A recent study showed that there are currently 53 million Americans living with some type of disability. The most common disability, however, pertains to limited mobility. Due to needing mobility assistance, roughly 6.8 million people in the United States are using assistive devices such as wheelchair lifts for home, vans, and other types of vehicles. Handicap door opener buttons are also a type of assistive device, as are bathroom accessibility products such as grab bars.
Most older adults want to live in their own homes for as long as possible. The American Association of Retired Persons as well as the National Conference of State Legislatures report that this is the case for 90% of the individuals over 65 that they surveyed. Since seniors will comprise about 20% of the United States’ population by 2030, which means there will be a considerable number of individuals that may be planning to age-in-place.

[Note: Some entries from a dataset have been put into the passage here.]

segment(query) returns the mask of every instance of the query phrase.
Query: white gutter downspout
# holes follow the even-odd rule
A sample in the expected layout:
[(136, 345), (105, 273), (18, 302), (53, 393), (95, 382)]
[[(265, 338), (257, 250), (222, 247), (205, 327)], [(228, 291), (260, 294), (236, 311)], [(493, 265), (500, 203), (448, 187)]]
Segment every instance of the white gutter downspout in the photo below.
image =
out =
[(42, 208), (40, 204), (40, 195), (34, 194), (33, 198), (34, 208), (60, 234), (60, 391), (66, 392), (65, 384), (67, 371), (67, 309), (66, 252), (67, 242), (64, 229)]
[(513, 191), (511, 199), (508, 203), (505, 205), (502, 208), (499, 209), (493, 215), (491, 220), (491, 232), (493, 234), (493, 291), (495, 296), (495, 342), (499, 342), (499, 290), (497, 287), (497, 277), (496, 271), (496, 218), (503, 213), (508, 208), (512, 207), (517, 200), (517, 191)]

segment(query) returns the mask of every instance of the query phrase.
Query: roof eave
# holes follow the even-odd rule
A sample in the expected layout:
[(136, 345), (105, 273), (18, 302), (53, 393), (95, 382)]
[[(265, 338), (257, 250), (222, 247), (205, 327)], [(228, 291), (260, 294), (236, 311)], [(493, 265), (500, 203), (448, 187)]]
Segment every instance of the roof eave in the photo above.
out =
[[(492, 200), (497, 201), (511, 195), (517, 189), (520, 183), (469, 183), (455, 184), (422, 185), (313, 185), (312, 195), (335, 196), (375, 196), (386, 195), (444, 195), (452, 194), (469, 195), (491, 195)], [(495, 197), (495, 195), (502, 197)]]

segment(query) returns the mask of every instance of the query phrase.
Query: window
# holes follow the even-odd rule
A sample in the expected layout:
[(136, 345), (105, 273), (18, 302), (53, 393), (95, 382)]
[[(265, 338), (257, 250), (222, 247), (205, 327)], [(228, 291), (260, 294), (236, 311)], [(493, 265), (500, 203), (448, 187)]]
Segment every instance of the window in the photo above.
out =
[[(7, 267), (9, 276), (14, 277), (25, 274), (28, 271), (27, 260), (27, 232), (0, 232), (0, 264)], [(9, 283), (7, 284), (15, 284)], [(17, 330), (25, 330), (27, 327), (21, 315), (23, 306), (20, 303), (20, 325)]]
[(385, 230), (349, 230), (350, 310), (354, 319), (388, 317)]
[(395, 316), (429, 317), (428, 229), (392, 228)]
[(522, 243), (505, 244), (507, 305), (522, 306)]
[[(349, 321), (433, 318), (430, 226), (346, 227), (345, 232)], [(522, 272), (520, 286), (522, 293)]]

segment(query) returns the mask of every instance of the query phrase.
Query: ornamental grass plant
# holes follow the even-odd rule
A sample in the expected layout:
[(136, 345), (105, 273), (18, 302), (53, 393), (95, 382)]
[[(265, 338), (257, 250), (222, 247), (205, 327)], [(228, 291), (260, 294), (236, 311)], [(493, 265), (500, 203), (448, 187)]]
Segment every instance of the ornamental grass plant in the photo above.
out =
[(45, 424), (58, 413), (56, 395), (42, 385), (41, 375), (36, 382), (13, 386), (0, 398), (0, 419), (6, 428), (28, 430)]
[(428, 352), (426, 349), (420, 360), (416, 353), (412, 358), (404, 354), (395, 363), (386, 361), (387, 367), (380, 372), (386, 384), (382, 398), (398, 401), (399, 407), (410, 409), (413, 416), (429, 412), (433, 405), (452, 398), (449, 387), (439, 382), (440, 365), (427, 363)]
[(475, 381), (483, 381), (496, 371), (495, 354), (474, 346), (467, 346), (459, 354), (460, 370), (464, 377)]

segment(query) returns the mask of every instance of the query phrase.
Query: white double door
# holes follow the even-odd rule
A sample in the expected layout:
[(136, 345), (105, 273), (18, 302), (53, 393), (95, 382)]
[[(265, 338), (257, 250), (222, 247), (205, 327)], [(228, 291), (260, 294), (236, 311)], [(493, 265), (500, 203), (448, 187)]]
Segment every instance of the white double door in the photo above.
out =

In order to make aging-in-place safer as well as more comfortable and convenient, many homeowners are having additions and/or renovations made to their houses. HomeAdvisor’s “2016 Aging in Place Report” showed that home service professionals have reported receiving requests for projects of this nature. While they’ve been hired to do other types of jobs, these are the most common projects:
- Installing grab bars: 71%
- Adding entryway wheelchair ramps: 54%
Grab bars alone can keep people from falling, particularly when they’re climbing porch stairs or taking a shower or bath. It’s been shown that people sustain injuries in the bathroom quite often. The Centers for Disease Control and Prevention reported that this occurs with almost 235,000 people every year.
A significant number of senior citizens experience injuries due to a fall every year, and 50% of these occur at home. As a result, older adults are treated in the emergency room every 11 seconds, which amounts to more than 2 million visits on an annual basis.
In order to assist individuals with disabilities and older adults with aging-in-place, it’s important to have assistive devices in the home. Whether this means installing handicap door opener buttons, bathroom grab bars, or other assistive devices, it’s important to ensure that these are installed follow the Americans with Disabilities Act accessibility standards.